Monday, September 28, 2020

The Sea of Lost Girls

~ I received no compensation and opinions are 100% my own or my family. ~


Synopsis (from Amazon):  In the tradition of Daphne du Maurier, Shari Lapena, and Michelle Richmond comes a new thriller from the bestselling author of The Lake of Dead Languages—a twisty, harrowing story set at a prestigious prep school in which one woman’s carefully hidden past might destroy her future.


Tess has worked hard to keep her past buried, where it belongs. Now she’s the wife to a respected professor at an elite boarding school, where she also teaches. Her seventeen-year-old son, Rudy, whose dark moods and complicated behavior she’s long worried about, seems to be thriving: he has a lead role in the school play and a smart and ambitious girlfriend. Tess tries not to think about the mistakes she made eighteen years ago, and mostly, she succeeds. 
And then one more morning she gets a text at 2:50 AM: it’s Rudy, asking for help. When Tess picks him up she finds him drenched and shivering, with a dark stain on his sweatshirt. Four hours later, Tess gets a phone call from the Haywood school headmistress: Lila Zeller, Rudy’s girlfriend, has been found dead on the beach, not far from where Tess found Rudy just hours before. 
As the investigation into Lila’s death escalates, Tess finds her family attacked on all sides. What first seemed like a tragic accidental death is turning into something far more sinister, and not only is Tess’s son a suspect but her husband is a person of interest too.
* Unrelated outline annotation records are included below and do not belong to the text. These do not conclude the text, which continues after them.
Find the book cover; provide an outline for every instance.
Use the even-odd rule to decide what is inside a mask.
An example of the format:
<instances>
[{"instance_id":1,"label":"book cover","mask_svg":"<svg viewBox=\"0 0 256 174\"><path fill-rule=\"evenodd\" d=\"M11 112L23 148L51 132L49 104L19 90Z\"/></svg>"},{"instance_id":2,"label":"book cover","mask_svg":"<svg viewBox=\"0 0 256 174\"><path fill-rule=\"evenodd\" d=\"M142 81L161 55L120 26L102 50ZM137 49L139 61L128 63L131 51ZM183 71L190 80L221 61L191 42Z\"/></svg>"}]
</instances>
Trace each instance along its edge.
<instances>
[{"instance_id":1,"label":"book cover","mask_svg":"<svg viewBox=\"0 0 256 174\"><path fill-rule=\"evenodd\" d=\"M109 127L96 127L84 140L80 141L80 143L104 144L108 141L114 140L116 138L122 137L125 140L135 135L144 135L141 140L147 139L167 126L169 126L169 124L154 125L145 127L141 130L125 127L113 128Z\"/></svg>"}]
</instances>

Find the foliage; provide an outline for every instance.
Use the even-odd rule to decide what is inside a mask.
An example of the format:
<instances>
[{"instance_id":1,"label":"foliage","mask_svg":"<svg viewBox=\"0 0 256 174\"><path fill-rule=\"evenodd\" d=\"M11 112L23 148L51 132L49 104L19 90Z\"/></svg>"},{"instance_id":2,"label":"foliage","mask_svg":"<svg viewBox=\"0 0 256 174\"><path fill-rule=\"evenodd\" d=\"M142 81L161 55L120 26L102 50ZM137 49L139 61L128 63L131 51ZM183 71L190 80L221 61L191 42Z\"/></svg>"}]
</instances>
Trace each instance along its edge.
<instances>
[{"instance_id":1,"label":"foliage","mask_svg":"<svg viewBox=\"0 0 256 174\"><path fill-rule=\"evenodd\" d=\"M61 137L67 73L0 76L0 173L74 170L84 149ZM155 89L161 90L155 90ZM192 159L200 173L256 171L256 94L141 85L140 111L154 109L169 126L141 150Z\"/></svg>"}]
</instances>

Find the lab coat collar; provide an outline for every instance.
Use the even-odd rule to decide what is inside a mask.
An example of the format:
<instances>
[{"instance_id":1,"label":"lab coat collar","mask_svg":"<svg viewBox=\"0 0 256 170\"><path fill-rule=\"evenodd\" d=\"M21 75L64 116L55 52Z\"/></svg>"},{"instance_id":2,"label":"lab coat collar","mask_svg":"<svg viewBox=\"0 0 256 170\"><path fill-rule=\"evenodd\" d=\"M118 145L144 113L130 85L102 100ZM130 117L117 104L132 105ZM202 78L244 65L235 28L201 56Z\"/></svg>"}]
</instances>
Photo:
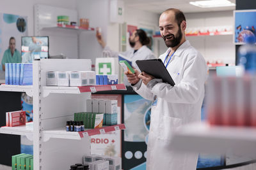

But Lila’s death isn’t the first blemish on Haywood’s record, and the more Tess learns about Haywood’s fabled history, the more she realizes that not all skeletons will stay safely locked in the closet.

Mary Higgins Clark Award-winning author


One (or more) Sentence Summary:  Amazing! Talk about lots of twists and turns, this book made my head spin (in a good way).  The secrets that are kept and those that are revealed will keep you on the edge of your seat. I need to go check out more Carol Goodman's books.

PS...love books that take place in Maine or the coast.  I got my masters at the University of Maine and don't get back often enough.  Candem and Acadia National Park (Bass Harbor Lighthouse) are two of my favorite places.


Carol Goodman is the critically acclaimed author of fourteen novels, including The Lake of Dead Languages and The Seduction of Water, which won the 2003 Hammett Prize. Her books have been translated into sixteen languages. She lives in the Hudson Valley with her family, and teaches writing and literature at the New School and SUNY New Paltz.